Since that first date, the pair has travelled a long way—to France, England and Israel, for example—but also within their own relationship and their understanding of each other. In 1998, it was Ray who convinced Michelle that the right tool would help her body keep up with her brain. "We were at the People in Motion show and he came wheeling up to me and he said, 'What do you think of this?'" At first, not much, Michelle admits. "For me the wheelchair originally represented the progression of the disease. I thought it would close a lot of doors." But because of Ray's gentle prodding, Michelle decided to try it anyway. And she's glad she did. "With the chair, I'm able to do so much more. It has come to represent freedom and independence."

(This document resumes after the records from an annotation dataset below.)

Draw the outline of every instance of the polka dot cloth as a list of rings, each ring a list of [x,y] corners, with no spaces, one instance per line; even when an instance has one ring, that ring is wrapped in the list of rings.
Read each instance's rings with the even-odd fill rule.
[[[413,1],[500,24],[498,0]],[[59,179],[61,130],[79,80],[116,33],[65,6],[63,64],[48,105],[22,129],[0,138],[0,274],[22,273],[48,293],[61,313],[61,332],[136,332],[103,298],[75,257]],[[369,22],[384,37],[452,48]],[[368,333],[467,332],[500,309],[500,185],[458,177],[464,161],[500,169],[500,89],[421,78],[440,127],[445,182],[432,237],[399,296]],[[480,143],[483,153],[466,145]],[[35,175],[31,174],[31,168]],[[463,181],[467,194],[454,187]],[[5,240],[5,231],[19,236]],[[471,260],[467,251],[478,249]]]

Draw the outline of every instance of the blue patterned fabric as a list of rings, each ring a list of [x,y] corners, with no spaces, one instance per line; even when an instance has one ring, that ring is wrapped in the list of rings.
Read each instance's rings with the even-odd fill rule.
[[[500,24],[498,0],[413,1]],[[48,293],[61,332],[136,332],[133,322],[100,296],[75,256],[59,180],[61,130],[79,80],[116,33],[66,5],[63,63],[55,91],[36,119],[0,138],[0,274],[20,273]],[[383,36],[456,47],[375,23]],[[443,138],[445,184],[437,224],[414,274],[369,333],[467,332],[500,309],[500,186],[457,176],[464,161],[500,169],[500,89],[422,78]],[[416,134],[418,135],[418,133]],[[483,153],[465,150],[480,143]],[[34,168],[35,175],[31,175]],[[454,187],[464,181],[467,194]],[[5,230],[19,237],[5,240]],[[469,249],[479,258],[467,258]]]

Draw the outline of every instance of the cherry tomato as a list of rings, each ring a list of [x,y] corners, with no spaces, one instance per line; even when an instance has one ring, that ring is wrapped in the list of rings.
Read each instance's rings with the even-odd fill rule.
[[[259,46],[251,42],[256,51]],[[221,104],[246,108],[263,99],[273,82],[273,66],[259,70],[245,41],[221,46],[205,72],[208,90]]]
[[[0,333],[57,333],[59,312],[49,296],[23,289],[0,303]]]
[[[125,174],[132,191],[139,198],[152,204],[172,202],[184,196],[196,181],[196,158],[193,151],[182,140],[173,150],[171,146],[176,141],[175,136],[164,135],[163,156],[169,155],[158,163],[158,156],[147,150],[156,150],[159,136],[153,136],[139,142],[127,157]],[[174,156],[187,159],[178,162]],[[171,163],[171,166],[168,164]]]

Ray adores Michelle for this sunny way of looking at the world. "I don't see how you could not be attracted to her," he says with a bashful grin. "She's just so positive about how she manages her life. And it is quite inspiring to see how she takes the challenges that MS presents and weaves an adventure-filled and creative life." Let's be clear: Ray doesn't have MS and he doesn't need a wheelchair. "I knew that I was going into uncharted waters," he says of the difference between his abilities and Michelle's. "But I knew she lived in uncharted waters all the time."